The actual tomb inside (this is the greatest monument a man has ever erected for his deceased wife) looks beautiful, and I like the decorative flower-shaped inlays, which I study for some minutes. But we have to be quick, and jump back in the bus. We will halt a few more times on the way, and they bring us home too late, without a decent apology. Once again, converting myself into a tourist is awful.

The next day I stay at home and try to write but it seems the demon or whatever it is that has ever helped me crafting my sentences and stories, has left the building.

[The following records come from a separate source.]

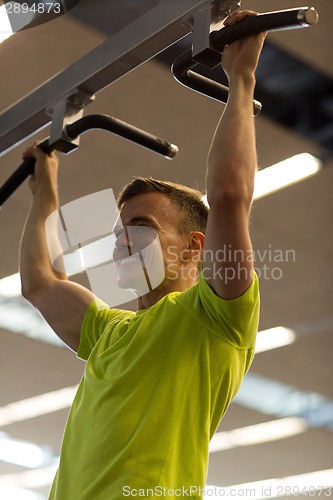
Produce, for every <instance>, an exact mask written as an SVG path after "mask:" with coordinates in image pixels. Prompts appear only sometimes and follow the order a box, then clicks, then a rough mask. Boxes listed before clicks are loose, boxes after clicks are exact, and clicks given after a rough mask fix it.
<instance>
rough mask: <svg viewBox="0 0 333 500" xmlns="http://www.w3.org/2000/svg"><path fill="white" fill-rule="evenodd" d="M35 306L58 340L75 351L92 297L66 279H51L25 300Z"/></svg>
mask: <svg viewBox="0 0 333 500" xmlns="http://www.w3.org/2000/svg"><path fill="white" fill-rule="evenodd" d="M26 298H27V300H28V301H29V302H31V304H32V305H33V306H34V307H36V308H37V309H38V310H39V312H40V313H41V315H42V316H43V317H44V319H45V320H46V321H47V322H48V324H49V325H50V326H51V328H52V329H53V330H54V332H55V333H56V334H57V335H58V337H59V338H61V340H62V341H63V342H64V343H65V344H66V345H67V346H68V347H70V348H71V349H72V350H73V351H75V352H77V349H78V347H79V343H80V332H81V326H82V323H83V320H84V316H85V313H86V311H87V309H88V307H89V305H90V304H91V303H92V302H93V300H94V299H95V296H94V294H93V293H92V292H91V291H90V290H88V289H86V288H85V287H83V286H81V285H79V284H77V283H73V282H71V281H67V280H57V279H55V280H51V281H49V282H48V283H47V284H46V285H45V286H43V288H41V289H38V290H36V291H35V292H34V293H33V294H31V295H30V296H28V297H26Z"/></svg>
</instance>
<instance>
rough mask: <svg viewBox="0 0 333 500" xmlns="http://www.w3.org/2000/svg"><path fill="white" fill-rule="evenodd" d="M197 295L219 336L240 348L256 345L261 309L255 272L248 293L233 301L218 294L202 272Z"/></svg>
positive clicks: (214, 328) (257, 286) (257, 277)
mask: <svg viewBox="0 0 333 500" xmlns="http://www.w3.org/2000/svg"><path fill="white" fill-rule="evenodd" d="M198 294H199V299H200V301H201V303H202V305H203V307H204V310H205V313H206V315H207V316H208V320H209V321H210V324H211V327H212V328H213V329H214V332H215V333H216V334H217V335H221V336H223V337H224V338H225V340H227V341H228V342H229V343H231V344H232V345H234V346H236V347H237V348H244V349H248V348H254V347H255V343H256V335H257V331H258V323H259V308H260V296H259V283H258V277H257V275H256V273H255V272H254V274H253V280H252V283H251V285H250V286H249V288H248V289H247V290H246V292H245V293H244V294H243V295H241V296H240V297H238V298H236V299H231V300H225V299H222V298H221V297H219V296H218V295H217V294H216V293H215V292H214V291H213V290H212V289H211V287H210V286H209V285H208V283H207V282H206V281H205V279H204V277H203V274H202V273H200V277H199V283H198Z"/></svg>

Once, an old man was rowing his little boat. He whistles a melody he knows from long ago. The he takes in the oars. With a pencil he scribbles some notes on a piece of paper:
“rowing around in circles, creating meaning that we can’t understand ourselves. rowing in circles, pretending it is a straight line in order to keep going. rowing in a straight line, pretending circles in order to suspend the meaning for the time we are old and may need it.”
He picks up the oars again and continues rowing. He has built his house on a small island and every morning he is rowing up to the mainland to buy bread.